Différentes preuves concernant la pop (11) L'une
Différentes preuves concernant la pop (11)
L'une des plus ultimes preuves, même si j'ai besoin alors d'une aire extérieure à elle, connexe, pour la prouver, c'est celle-ci : c'est elle qui m'aura fait découvrir des émotions de pop toute particulières, qui m'aura fait prendre des tournants émotionnels concernant la pop, notamment un tournant de gravité, de noirceur, qui est maintenant le mien à jamais et dont je porte le flambeau avec constance et responsabilité. Car cela me comble et m'incombe. C'est l'une des seules choses dont j'aimerais être pouvoir "digne" : cette pop-ci, cette pop grave, éthérée, agrandissante, supérieurement influente sur toutes sortes de membres, d'organes, de sensations de l'organisme. Et c'est elle qui l'a choisie, je veux dire c'est elle qui m'y a mené. Elle en tant que partenaire féminin.

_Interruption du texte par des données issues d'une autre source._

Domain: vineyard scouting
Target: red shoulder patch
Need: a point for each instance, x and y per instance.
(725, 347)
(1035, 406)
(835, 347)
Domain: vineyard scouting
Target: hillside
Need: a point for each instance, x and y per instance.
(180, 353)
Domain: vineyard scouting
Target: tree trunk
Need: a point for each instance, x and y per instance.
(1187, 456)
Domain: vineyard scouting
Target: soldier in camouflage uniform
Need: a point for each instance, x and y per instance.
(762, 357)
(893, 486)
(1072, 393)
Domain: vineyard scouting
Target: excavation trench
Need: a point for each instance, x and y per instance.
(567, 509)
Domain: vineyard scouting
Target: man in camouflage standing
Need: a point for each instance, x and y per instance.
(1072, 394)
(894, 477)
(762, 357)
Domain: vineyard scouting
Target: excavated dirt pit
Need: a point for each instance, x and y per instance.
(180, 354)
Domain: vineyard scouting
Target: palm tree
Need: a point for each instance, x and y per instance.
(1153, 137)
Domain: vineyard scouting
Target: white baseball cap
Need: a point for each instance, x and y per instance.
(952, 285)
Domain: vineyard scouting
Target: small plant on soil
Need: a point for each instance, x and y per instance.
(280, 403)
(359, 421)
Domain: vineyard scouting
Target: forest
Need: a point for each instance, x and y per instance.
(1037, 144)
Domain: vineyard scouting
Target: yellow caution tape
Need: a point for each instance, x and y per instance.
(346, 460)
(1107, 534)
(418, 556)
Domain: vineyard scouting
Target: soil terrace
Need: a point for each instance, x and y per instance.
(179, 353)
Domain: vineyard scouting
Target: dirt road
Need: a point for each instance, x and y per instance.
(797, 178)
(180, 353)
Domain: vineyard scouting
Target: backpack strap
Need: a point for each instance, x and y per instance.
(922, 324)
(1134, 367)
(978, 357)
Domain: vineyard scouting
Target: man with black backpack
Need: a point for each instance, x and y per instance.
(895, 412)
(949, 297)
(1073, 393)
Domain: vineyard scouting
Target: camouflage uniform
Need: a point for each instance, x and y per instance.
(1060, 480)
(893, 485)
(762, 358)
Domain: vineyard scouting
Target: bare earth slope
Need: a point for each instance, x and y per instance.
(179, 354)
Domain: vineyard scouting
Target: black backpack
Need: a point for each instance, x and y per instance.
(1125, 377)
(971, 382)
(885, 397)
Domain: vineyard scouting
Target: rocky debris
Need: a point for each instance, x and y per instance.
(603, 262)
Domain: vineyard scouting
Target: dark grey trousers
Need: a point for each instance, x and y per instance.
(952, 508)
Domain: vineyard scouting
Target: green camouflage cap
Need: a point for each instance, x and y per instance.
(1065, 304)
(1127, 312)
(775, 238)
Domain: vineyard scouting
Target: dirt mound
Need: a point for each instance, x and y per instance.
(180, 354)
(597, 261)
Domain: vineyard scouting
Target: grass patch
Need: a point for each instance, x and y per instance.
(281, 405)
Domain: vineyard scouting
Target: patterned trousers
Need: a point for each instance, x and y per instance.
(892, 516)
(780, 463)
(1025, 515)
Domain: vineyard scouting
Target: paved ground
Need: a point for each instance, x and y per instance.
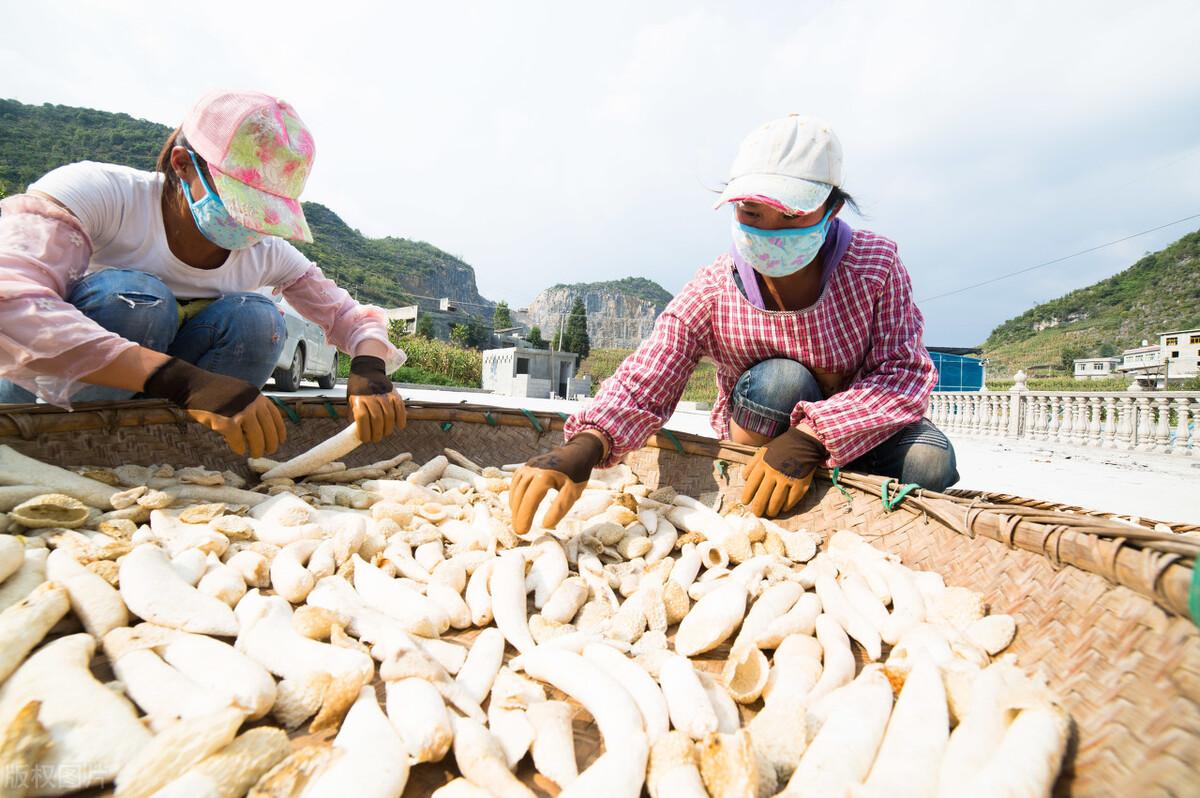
(1164, 487)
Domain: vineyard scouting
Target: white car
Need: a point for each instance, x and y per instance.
(306, 353)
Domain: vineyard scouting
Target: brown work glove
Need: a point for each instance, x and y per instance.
(378, 409)
(781, 472)
(246, 419)
(565, 469)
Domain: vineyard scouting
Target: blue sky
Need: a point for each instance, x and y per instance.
(550, 143)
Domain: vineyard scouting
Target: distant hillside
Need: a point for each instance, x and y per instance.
(1158, 293)
(387, 271)
(639, 287)
(621, 312)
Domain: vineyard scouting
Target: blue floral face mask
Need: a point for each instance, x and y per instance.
(213, 217)
(778, 253)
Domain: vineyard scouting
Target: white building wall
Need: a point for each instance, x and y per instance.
(1181, 353)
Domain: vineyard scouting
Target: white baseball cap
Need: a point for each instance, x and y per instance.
(791, 162)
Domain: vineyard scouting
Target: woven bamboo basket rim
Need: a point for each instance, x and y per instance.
(1156, 564)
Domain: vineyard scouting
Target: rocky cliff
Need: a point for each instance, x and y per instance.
(391, 270)
(621, 313)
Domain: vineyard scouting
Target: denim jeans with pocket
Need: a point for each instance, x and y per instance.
(766, 394)
(239, 335)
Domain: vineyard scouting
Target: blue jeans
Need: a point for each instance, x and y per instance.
(238, 335)
(763, 399)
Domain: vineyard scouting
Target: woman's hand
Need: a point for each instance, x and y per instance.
(378, 409)
(781, 472)
(565, 469)
(257, 431)
(234, 408)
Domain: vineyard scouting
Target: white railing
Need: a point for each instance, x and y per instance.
(1155, 421)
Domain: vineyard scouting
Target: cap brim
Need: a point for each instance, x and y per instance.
(796, 195)
(259, 210)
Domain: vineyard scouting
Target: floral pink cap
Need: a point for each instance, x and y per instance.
(259, 154)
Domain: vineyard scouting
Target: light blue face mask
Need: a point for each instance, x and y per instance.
(778, 253)
(213, 217)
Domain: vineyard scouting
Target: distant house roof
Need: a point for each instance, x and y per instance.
(957, 351)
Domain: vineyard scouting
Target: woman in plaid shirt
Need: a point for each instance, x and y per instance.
(814, 333)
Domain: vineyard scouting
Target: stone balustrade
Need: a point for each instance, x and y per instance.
(1153, 421)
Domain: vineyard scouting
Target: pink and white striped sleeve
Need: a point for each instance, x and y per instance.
(639, 399)
(893, 385)
(47, 346)
(346, 323)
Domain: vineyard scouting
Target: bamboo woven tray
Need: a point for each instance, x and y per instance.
(1102, 606)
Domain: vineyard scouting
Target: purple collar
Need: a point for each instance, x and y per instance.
(832, 251)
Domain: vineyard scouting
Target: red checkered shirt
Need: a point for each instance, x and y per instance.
(864, 325)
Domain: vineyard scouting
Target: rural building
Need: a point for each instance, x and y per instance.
(957, 369)
(1180, 353)
(1096, 367)
(443, 318)
(1143, 364)
(537, 373)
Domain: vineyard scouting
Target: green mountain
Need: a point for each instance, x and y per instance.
(639, 287)
(385, 271)
(1158, 293)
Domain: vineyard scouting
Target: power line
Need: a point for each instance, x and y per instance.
(1047, 263)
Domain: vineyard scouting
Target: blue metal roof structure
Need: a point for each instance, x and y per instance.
(957, 371)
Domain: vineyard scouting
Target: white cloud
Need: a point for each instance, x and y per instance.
(551, 143)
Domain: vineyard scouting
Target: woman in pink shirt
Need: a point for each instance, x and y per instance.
(814, 333)
(118, 282)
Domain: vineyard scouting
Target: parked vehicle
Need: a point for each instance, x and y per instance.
(306, 353)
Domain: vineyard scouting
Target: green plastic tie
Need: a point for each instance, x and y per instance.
(833, 477)
(675, 442)
(1194, 592)
(287, 409)
(891, 504)
(533, 420)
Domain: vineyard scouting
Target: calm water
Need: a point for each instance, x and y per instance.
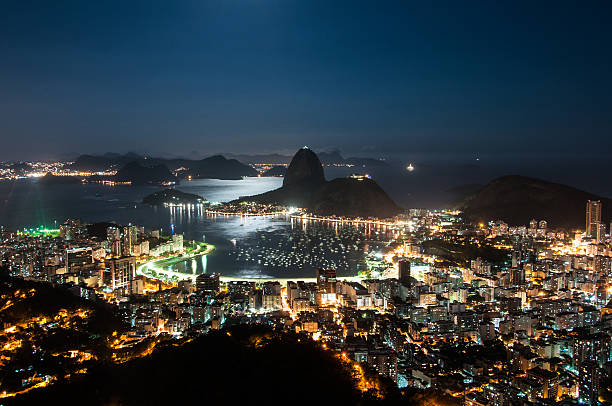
(245, 247)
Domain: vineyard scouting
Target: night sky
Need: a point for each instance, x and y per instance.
(370, 78)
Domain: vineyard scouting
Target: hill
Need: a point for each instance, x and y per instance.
(139, 174)
(236, 366)
(518, 199)
(305, 186)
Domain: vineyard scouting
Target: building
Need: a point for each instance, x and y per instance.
(113, 237)
(208, 283)
(593, 217)
(404, 272)
(78, 258)
(326, 280)
(120, 273)
(271, 299)
(129, 240)
(589, 382)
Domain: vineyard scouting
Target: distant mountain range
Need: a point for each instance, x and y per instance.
(518, 199)
(326, 158)
(215, 167)
(305, 186)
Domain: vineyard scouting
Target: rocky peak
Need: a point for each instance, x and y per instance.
(305, 169)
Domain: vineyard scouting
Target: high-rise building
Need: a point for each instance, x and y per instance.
(113, 236)
(120, 273)
(404, 272)
(129, 240)
(208, 283)
(593, 217)
(589, 377)
(601, 233)
(78, 258)
(326, 280)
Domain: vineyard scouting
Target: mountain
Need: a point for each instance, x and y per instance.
(305, 186)
(305, 170)
(518, 199)
(138, 174)
(277, 170)
(257, 353)
(353, 198)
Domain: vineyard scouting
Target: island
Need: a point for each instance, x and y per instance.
(172, 197)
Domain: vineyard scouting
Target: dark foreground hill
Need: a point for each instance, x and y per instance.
(243, 365)
(305, 186)
(518, 199)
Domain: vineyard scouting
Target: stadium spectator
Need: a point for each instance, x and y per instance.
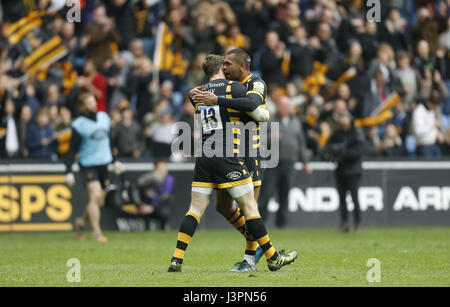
(126, 136)
(392, 144)
(24, 119)
(162, 131)
(254, 20)
(409, 80)
(292, 148)
(40, 135)
(63, 131)
(426, 124)
(93, 81)
(272, 59)
(9, 133)
(102, 37)
(216, 11)
(346, 147)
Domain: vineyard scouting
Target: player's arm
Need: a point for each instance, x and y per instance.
(74, 147)
(254, 100)
(75, 142)
(242, 101)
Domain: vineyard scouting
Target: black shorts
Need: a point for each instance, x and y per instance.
(220, 173)
(256, 172)
(94, 173)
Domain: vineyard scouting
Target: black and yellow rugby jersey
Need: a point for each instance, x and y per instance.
(213, 119)
(257, 91)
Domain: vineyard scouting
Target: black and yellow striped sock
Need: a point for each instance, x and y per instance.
(257, 229)
(187, 230)
(237, 219)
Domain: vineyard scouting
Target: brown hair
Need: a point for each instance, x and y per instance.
(212, 64)
(82, 98)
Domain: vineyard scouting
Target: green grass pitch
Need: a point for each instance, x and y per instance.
(408, 257)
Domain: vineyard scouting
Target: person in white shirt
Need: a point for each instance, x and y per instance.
(426, 129)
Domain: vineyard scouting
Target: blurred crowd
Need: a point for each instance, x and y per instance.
(325, 56)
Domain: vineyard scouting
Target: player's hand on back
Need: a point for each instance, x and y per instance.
(195, 91)
(118, 168)
(205, 98)
(70, 179)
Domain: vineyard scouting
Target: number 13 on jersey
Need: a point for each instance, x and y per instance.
(211, 119)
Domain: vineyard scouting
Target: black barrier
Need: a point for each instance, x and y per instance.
(34, 197)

Or, c'est une constatation féministe que j'ai toujours considérée comme première : celle selon laquelle c'est "le mec" qui fait découvrir la vraie, la belle culture dans la relation. "Je vais te montrer ça, c'est moi qui connais mieux que toi". De nos jours c'est comme ça, du moins entre petits-bourgeois ou classe moyenne inférieure. C'est toujours le mec qui "fait découvrir". Très tôt je ne voulais pas avoir cette place, qui me semblait tout spécialement dégueulasse, celle que je vois en premier comme dégueulasse (alors qu'il y en a bien sûr mille autres, mais j'étais à l'époque obnubilé par la culture, il n'y avait qu'elle, ce qui n'était certes pas très matérialiste mais ce qui permettait au moins de se rendre compte de dimensions essentielles que d'autres obnubilations avaient tendance à passer sous silence) : cette position du mec qui "fait découvrir la bonne culture", non, je ne serai jamais ça. Je me le suis dit à peu près dès quinze ans, je crois. Ce ne devait pas être une "place" que l'on se devait de prendre avec la présomption de l'évidence, comme un sans-gêne. Ce devait être une place à rejeter.
(S'il m'arrivait de vouloir en "montrer" plus que de raison dans d'autres arts moins essentiels pour moi, c'était plutôt parce que je me sentais nu sans ces œuvres ; mais ce n'était pas dans le but de faire emprunter un chemin plutôt qu'un autre. C'est elle qui m'a conduit sur un nouveau chemin concernant la pop.)
Et c'est sans doute ma seule fierté, se trouvant être l'une des différentes preuves concernant la pop : j'ai tenu. J'ai tenu à ne pas la tenir, cette place. C'est elle qui m'a fait prendre le virage musical quant à la pop. C'est elle, avec ses belles et graves musiques. C'est elle. J'étais un mec et pourtant c'est elle qui m'a donné ça. J'en serai à tout jamais digne.